One of Lutfa’s daughters got sick—an illness they couldn’t identify—and died four months later. Lutfa was inconsolable. “I was not physically or mentally OK,” she says.
That didn’t stop her husband and mother-in-law from pressuring her to have another baby. Lutfa wanted to wait, but she got pregnant again. “I got fired from my job because I was pregnant,” says Lutfa. “I felt helpless. But that’s when I met Gulshan Ara.”
A Light in the Dark
Twice a week, a woman named Gulshan Ara walks to the garment factory and surrounding slum. She counsels women on pregnancy and contraception, and refers them to the clinic for care.
Gulshan is one of more than 6,600 community health workers supported by the largest Pathfinder-led project in the world. With funding from USAID, this NGO Health Service Delivery Project strengthens a massive network across Bangladesh* to save women’s lives.
“Gulshan Ara gave me advice,” says Lutfa. “She told me how people at the clinic could help me.”
At the clinic, Lutfa got prenatal care for the first time in her life. “The clinic convinced me to save a little money to pay for things like transportation and medicine, in case something went wrong during my delivery.” Lutfa decided not to give birth at home. She delivered at the facility with skilled providers.
You can’t overestimate the power of quality maternal care. It’s largely responsible for Bangladesh’s enormous drop in maternal deaths—a 40 percent decline between 2001 and 2010. Pathfinder is committed to helping even more women seek care and deliver their babies safely. But that’s just one piece of the puzzle.

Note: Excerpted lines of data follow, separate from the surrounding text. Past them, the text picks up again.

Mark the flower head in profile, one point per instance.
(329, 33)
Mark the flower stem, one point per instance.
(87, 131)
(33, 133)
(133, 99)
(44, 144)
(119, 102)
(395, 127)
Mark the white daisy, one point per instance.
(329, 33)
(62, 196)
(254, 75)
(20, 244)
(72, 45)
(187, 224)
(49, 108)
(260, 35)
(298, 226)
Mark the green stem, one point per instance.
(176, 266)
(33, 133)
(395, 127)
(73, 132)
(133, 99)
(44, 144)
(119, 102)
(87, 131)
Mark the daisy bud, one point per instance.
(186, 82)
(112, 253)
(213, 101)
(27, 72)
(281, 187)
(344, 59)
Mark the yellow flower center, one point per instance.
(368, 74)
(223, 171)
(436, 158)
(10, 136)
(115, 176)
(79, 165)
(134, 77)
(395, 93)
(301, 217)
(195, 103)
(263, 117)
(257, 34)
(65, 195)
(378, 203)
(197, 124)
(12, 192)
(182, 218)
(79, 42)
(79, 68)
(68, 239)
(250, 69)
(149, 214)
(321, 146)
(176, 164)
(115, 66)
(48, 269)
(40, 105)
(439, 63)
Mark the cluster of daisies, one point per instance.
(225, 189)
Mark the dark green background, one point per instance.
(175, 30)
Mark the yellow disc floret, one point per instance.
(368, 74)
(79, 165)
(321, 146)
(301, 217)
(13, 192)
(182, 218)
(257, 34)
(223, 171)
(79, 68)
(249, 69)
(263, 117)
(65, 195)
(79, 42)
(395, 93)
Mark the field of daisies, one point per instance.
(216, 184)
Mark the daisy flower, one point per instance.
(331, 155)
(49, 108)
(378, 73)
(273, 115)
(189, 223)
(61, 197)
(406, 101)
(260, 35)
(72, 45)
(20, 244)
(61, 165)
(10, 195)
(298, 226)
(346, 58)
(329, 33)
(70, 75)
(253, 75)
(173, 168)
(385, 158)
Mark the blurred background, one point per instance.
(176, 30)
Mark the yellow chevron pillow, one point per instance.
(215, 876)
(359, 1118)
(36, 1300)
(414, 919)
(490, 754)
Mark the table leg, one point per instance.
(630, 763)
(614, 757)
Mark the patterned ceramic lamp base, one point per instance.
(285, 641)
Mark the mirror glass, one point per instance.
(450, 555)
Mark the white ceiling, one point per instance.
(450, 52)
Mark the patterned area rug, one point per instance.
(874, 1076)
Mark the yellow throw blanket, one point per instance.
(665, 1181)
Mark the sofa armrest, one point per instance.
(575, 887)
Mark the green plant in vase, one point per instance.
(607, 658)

Lutfa had a safe delivery and a healthy baby boy. Yet she couldn’t shake her fear—how long before I get pregnant again?
“I learned the risks of having another baby too soon. I feared for my life.” Lutfa wanted desperately to use a contraceptive implant, but how could she convince her husband?
“A clinic doctor called me and my husband in together,” says Lutfa. “He told Zasim the implant is reversible. If we wanted to get pregnant again, we could have it removed.” A smile grows across Lutfa’s face. “That’s how my husband finally changed his mind.”
Finding Her Voice
Today, 26-year-old Lutfa speaks with remarkable confidence. “I am happy with my implant. I am free from worry. Free from fear of pregnancy.” Lutfa shares her story with every woman that will listen.
“In our society, men make all the decisions for their family. But women are human beings. When we are in pain, we are the ones that can feel it. That’s why it’s important for us to have choices about our own bodies.”
Lutfa thinks about her daughters. Her oldest—12-year-old Suma—is just two years younger than Lutfa was when she got married.
“I want my daughters to be happy,” she says. “To have a say in the decisions that affect their lives. I want them to have power.”